Copyright Procedures


The Teach Act is for distance education but protection under that act is contingent upon the University’s compliance with all its requirements.


  • Using materials in public domain is the safest way of incorporating materials in online learning.
  • The less copyrighted works you use, the better.
  • If something is not in public domain, ask permission from copyright holder or through a copyright clearinghouse.
  • If in doubt, consult with Legal Counsel.
  • All materials placed in Moodle should be legally obtained.
  • Digital content should include copyright notices.
  • Students must not be allowed to copy or distribute class materials to others.
  • Access to the website must be limited to registered students.
  • Ascertain that the system is closed, secure, and accessible by password or PIN.
  • Terminate access when class term ends.

Linking and Embedding:

  • It is permissible to link. In fact, it is better to link instead of claiming it to be a part of your own work.
  • To play safe, ask permission from the author and follow the site’s instruction.
  • When embedding, follow the copyright rules.

Ownership of class materials created for distance education:

  • Without any contractual agreements, the teacher owns the materials. Depending on the situation, teacher and the institution or offices within the institution may own all or parts of the course.  For shared ownership, license agreement must be signed by interested parties.


  • A book may be scanned and put in Moodle if it 
         is in public domain, OR
         falls under the parameters of the TEACH Act.
  • If book is available online, provide a link for students to read or download their own copy.
  • If the library has obtained permission (from the author or the Copyright Clearance Center), place the book on the Library’s e-reserves and students may read or make their own copy.
  • If book is available for purchase, encourage students to buy their own copy
  • If unable to fulfill any of the above, replace the book with something that you are legally able to use.

Book Chapters:

  • Contact the publisher to make copies of the chapter for the class.

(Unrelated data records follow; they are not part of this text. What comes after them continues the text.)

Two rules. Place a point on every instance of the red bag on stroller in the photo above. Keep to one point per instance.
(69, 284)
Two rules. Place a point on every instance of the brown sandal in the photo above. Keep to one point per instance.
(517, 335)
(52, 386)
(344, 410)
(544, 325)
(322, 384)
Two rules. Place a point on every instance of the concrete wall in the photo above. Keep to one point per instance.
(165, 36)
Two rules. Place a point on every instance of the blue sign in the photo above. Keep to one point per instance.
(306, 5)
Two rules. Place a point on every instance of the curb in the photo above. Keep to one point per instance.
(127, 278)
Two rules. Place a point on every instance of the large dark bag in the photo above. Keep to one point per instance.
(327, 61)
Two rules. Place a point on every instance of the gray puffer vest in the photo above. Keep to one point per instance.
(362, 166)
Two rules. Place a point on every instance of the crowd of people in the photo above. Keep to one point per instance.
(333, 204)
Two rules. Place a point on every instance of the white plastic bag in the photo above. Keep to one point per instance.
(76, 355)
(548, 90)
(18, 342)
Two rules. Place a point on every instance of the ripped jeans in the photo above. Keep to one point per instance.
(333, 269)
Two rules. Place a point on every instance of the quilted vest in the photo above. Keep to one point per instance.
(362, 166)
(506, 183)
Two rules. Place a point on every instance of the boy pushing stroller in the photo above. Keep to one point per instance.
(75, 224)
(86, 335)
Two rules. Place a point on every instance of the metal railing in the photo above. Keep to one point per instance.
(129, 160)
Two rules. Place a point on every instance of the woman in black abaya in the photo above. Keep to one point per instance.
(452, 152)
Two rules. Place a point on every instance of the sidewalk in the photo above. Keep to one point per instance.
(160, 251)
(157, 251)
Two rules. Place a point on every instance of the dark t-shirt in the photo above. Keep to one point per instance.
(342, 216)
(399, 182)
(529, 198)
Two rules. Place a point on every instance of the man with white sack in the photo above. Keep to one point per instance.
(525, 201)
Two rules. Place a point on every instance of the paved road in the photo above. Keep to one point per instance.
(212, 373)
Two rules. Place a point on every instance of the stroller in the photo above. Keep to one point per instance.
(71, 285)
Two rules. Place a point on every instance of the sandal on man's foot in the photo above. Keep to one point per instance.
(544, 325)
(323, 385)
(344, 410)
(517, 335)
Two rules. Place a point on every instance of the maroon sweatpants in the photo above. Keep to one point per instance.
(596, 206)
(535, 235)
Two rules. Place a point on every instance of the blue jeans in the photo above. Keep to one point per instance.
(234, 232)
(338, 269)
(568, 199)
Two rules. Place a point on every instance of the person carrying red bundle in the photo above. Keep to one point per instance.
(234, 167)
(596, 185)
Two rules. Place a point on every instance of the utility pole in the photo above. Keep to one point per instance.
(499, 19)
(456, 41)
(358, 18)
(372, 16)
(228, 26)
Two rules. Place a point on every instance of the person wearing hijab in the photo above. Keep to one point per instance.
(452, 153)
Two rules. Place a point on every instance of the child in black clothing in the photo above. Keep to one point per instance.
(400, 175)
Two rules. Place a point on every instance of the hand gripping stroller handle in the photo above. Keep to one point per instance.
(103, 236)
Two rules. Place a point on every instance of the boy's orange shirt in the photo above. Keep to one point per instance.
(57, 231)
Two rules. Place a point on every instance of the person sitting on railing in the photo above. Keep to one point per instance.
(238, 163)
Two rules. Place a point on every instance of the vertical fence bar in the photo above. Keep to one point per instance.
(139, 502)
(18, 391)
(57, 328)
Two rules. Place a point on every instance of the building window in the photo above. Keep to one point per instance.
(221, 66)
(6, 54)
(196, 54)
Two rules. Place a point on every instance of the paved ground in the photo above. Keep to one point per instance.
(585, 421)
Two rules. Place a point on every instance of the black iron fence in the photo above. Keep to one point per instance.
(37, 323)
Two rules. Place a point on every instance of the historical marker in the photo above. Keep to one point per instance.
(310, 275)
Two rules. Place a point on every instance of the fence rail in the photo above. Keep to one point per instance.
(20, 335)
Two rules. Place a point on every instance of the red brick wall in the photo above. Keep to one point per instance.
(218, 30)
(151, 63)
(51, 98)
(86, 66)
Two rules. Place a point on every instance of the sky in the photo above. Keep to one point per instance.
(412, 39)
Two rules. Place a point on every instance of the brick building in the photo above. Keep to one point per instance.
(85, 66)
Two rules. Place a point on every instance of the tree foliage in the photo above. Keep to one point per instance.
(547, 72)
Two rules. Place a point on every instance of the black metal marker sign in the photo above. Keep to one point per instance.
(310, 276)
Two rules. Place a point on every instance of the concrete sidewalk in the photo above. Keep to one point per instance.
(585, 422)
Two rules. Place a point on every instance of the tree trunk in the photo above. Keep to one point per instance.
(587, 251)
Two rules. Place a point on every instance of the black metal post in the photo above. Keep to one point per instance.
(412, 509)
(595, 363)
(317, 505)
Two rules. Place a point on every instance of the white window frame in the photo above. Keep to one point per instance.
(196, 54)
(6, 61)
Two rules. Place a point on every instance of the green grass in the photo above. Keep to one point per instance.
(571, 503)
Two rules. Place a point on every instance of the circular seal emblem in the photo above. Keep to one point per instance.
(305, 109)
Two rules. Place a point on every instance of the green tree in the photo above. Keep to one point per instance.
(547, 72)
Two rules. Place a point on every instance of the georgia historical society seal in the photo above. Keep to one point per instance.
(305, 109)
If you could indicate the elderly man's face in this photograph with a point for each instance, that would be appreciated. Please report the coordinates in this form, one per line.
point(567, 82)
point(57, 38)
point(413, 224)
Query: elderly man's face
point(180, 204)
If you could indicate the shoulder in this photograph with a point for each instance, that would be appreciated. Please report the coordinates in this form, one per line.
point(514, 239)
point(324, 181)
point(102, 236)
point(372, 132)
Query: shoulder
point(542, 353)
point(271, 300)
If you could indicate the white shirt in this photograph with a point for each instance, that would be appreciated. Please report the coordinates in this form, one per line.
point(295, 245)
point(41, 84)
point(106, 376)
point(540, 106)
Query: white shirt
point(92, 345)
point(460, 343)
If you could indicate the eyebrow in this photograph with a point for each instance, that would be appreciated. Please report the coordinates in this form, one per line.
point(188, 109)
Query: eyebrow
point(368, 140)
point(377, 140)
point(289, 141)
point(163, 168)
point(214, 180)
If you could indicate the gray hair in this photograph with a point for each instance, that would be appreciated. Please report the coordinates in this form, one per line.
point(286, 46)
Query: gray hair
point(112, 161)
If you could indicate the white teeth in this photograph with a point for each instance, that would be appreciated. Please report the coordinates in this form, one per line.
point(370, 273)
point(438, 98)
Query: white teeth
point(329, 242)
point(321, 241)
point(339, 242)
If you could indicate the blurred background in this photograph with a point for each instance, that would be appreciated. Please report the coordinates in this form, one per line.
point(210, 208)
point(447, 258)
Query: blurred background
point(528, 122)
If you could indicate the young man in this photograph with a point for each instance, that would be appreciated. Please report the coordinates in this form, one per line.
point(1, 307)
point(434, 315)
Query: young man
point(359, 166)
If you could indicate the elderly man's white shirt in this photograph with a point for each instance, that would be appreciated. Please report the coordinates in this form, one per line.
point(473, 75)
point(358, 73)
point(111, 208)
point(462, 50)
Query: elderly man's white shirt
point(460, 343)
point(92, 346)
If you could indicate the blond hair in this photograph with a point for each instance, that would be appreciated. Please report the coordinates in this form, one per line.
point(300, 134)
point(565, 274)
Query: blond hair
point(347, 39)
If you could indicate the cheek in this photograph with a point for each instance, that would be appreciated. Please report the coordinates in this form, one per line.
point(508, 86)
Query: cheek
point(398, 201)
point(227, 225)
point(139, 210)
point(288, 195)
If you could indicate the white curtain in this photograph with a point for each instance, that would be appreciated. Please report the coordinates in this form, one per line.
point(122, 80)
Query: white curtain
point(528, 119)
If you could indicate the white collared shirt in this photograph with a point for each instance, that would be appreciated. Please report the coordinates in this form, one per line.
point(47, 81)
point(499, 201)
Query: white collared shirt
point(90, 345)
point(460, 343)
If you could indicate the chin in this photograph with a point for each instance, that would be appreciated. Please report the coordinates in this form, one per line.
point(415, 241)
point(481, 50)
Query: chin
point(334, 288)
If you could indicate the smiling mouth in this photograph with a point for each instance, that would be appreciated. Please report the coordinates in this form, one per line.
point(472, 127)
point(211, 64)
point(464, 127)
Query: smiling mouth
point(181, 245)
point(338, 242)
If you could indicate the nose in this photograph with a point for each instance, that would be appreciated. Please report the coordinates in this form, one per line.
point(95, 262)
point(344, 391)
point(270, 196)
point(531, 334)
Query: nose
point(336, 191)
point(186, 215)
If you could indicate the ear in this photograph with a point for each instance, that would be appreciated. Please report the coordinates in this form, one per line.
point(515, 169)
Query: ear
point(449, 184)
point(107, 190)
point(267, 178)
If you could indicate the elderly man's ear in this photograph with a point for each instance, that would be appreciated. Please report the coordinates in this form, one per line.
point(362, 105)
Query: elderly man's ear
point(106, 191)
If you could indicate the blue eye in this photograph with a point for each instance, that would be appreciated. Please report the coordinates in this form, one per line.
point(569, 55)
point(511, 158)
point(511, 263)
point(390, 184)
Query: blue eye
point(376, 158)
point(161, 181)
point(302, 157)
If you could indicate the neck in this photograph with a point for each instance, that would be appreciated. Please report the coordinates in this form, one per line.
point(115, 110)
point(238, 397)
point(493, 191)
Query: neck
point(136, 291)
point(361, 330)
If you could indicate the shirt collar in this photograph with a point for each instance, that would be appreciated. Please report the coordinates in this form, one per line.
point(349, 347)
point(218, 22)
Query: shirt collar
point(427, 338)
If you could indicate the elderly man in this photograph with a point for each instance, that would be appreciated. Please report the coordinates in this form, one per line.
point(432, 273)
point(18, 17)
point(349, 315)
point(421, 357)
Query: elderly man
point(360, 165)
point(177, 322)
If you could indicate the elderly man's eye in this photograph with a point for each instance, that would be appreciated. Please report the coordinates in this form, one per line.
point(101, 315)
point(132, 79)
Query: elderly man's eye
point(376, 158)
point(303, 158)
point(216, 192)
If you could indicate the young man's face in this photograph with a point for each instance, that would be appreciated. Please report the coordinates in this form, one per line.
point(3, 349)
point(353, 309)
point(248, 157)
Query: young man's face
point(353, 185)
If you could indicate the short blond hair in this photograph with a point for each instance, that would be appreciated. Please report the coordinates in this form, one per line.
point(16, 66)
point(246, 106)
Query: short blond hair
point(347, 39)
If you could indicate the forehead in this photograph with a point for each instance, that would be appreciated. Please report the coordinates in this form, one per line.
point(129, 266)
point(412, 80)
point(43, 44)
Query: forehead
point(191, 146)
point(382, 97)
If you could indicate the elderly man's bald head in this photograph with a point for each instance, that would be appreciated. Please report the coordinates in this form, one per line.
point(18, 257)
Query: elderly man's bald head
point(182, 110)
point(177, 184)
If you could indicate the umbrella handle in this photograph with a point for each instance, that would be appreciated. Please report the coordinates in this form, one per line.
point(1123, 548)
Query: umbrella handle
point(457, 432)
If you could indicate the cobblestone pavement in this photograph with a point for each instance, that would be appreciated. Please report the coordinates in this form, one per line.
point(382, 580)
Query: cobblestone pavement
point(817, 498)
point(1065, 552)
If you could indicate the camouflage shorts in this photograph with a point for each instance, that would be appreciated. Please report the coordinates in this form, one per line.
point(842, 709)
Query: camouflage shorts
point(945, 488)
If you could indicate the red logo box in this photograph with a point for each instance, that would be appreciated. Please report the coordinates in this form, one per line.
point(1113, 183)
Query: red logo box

  • A student currently enrolled in the class can make only one copy of an article posted in Moodle and for educational purposes only.
  • Articles obtained from interlibrary loan are only for the requestor;  they should never be distributed or made available to a class.
  • If the article is in one of the library’s databases, it is better to link to it.

     Resource: (Butler, Rebecca. Copyright for Academic Librarians and Professionals. Chicago: ALA, 2014, pp. 217- 230.)

Images and Photographs:

  • Not all images on the Internet are eligible for use.
  • Check out common sources such as Flickr, Creative Commons, etc.

Movies and Movie Formats: 

• Do not upload movies to Moodle.  Movie clips may uploaded to Panopto under any of the following situations (Butler, p. 96):
       Permission was granted by copyright holder.
       They are in the public domain.
       They are being used under fair use or another statutory exemption.

• Streaming videos is allowed in any of the following situations (Butler, p. 108):
       If you follow the license or specific instructions on the site.
       If permission is granted by copyright owner.
       If the film falls under fair use or another statutory exemption
       If the film is in the public domain.
       To access streaming videos, teacher must negotiate with the library through the library liaison to arrange for it

• YouTube
       When using YouTube, check if the work continues to exist.  When it does not consistently remain in YouTube, don’t use it is as it is most likely illegal. .
       Videos placed on YouTube by the publisher are safe.